Warfare, Ray Mendoza e Alex Garland raccontano il dramma della guerra in Iraq

Il dramma della guerra in Iraq in 90 minuti di cinema intenso e nervoso da perdere il fiato. Dal 21 Agosto in sala, produce A24 e distribuisce I Wonder Pictures

Con Warfare, Ray Mendoza (ex Navy SEAL)  e Alex Garland  ( regista di Ex Machina e Civil War) firmano un’esperienza immersiva, una testimonianza sensoriale che ci cala dentro un frammento di memoria, filtrato da nessun epica, nessuna retorica ma dalla carne viva del ricordo. Infatti, le poche informazioni date nella schermata nera iniziale sono: 19 novembre 2006. Ramadi, Iraq. Un plotone Navy SEAL prende posizione come supporto cecchino per un’operazione dei Marines. E poi, il film  “…usa solo i loro ricordi…” a ribadire la tesi che Warfare non cerca la verità assoluta dei fatti, ma quella soggettiva, umana, imperfetta e dilaniata.

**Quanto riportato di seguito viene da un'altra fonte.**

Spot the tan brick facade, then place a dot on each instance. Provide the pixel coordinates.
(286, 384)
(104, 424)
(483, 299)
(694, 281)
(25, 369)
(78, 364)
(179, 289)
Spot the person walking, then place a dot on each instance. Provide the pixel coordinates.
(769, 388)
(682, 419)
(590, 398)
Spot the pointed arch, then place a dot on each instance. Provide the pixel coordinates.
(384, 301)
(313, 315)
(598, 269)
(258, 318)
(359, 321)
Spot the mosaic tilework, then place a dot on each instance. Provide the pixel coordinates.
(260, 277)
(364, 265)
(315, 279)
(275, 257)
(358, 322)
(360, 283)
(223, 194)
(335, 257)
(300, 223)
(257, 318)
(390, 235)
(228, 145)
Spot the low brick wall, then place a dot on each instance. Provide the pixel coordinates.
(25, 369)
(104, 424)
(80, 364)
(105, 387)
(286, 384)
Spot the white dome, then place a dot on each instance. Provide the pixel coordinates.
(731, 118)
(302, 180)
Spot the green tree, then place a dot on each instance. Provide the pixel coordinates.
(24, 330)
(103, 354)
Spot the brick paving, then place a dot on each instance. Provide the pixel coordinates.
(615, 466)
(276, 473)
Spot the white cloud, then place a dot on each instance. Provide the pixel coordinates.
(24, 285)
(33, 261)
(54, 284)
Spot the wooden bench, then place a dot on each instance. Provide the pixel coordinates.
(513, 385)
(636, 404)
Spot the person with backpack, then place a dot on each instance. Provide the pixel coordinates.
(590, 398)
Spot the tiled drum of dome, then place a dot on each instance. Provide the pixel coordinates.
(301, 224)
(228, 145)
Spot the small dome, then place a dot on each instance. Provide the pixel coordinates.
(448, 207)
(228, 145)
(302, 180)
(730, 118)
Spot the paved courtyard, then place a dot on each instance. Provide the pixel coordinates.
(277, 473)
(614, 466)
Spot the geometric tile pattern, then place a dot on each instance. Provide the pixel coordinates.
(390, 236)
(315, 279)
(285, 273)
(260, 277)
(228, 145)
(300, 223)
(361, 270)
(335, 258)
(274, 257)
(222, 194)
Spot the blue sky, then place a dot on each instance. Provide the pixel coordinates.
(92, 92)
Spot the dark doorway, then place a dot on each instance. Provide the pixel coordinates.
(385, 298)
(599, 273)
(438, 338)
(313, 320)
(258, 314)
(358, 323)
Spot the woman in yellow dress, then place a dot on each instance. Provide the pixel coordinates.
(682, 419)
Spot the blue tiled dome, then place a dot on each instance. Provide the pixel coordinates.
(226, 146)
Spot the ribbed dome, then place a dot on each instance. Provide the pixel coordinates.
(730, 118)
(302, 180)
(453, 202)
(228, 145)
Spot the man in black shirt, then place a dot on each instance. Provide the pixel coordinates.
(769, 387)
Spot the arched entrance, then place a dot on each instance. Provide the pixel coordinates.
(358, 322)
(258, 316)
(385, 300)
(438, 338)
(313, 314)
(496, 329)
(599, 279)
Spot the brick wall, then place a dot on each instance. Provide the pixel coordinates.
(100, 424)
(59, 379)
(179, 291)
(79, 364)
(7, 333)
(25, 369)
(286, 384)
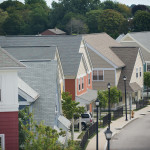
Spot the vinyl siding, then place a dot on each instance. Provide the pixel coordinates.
(82, 50)
(118, 73)
(97, 61)
(138, 64)
(109, 77)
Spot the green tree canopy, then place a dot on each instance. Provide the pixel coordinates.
(111, 22)
(141, 21)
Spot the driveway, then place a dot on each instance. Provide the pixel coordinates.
(134, 136)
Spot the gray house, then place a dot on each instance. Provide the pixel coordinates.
(39, 86)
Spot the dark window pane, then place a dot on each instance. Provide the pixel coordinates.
(95, 75)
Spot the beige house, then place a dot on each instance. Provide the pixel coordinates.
(111, 62)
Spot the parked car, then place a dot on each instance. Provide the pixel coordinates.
(86, 121)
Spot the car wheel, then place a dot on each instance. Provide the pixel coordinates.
(83, 126)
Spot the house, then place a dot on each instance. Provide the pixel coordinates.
(73, 61)
(9, 126)
(109, 66)
(39, 86)
(139, 39)
(133, 70)
(54, 31)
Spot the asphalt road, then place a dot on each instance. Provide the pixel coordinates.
(134, 136)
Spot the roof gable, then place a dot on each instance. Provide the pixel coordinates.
(7, 61)
(102, 43)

Un’unità SEAL, Alpha One, si insedia in una casa di un quartiere apparentemente tranquillo. Con l’aiuto di due traduttori iracheni, cercano di mantenere una qualche collaborazione con le famiglie che abitano l’appartamento. L’abitazione è un punto di osservazione. Attese, respiri trattenuti e sguardi nel mirino fino a quando una granata non entra nell’appartamento.

Il film è una riflessione sul vuoto interiore della guerra. Niente glorificazione. Niente musiche trionfali. Solo polvere, sudore e sangue. La regia ha uno sguardo lucido e controllato, che restituisce allo spettatore ogni esplosione, ogni ferita, ogni urlo con una chiarezza che non concede distacco emotivo. Quando la violenza esplode l’effetto non è spettacolare, ma devastante. Caos, ferite, sangue e budella. Perché la guerra non ha volto né redenzione.

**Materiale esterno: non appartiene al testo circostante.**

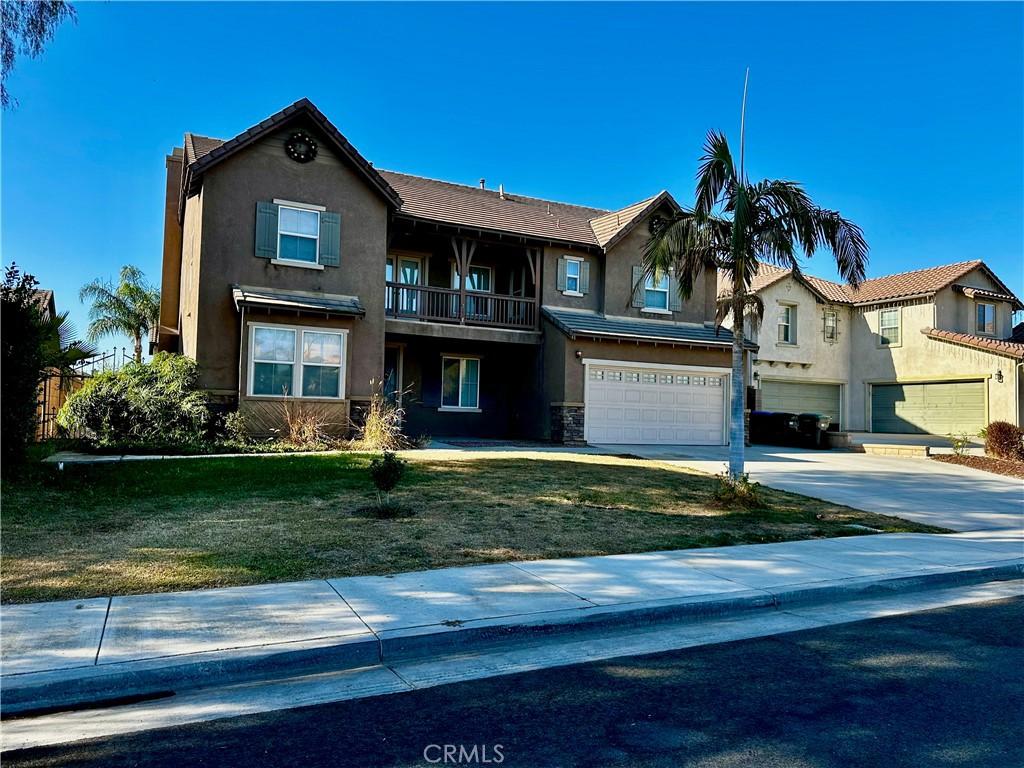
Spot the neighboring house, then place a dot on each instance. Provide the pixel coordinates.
(293, 268)
(928, 351)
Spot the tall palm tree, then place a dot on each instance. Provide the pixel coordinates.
(733, 227)
(131, 307)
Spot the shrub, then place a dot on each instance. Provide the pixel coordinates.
(382, 428)
(385, 471)
(143, 403)
(1005, 440)
(737, 493)
(20, 364)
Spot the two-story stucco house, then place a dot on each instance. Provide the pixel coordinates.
(927, 351)
(296, 270)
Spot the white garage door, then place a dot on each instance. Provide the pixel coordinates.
(635, 406)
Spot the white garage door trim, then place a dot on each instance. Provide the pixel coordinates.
(724, 373)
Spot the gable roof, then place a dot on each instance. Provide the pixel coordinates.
(890, 287)
(1006, 347)
(462, 205)
(203, 153)
(612, 226)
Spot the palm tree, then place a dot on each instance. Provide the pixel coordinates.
(733, 227)
(132, 307)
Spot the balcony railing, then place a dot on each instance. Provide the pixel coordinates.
(445, 305)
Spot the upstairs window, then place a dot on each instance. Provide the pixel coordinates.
(298, 235)
(986, 318)
(830, 326)
(787, 325)
(655, 292)
(889, 329)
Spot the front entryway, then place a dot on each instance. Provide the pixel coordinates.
(932, 408)
(655, 406)
(802, 397)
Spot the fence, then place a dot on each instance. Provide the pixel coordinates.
(56, 386)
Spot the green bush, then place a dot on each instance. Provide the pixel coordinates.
(1005, 440)
(143, 403)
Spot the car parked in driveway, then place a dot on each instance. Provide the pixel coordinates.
(778, 428)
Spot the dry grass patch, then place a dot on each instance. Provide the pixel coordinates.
(148, 526)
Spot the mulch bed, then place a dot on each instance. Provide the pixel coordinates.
(986, 463)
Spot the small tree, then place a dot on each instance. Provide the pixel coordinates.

Dove Civil War cadeva nella trappola della spettacolarizzazione nel suo finale, Warfare resta invece ancorato alla cruda essenzialità. Non c’è un nemico visibile, non c’è una morale da conquistare. Solo soldati che cercano di restare vivi e di far tornare a casa tutti.

L’unico barlume di umanità lo troviamo nel prologo, quando i soldati filmati come uomini, tra risate e grida, guardano il video musicale di Call On Me di Eric Prydz (pieno di donne che fanno ginnastica in modo sexy e provocante). E’ proprio questo quello che la guerra annienta: la leggerezza, la giovinezza, la vita.

Mendoza e Garland non girano un film di guerra, girano un film sulla perdita dell’umano nella guerra. In un’epoca in cui il linguaggio della guerra entra minaccioso in ogni dibattito pubblico, Warfare ci ricorda, senza retorica, cosa significa essere lì, con le viscere, gli occhi, e quei fottuti pensieri nella testa. Per ribadire che nessuna verità può giustificare la disumanizzazione della guerra.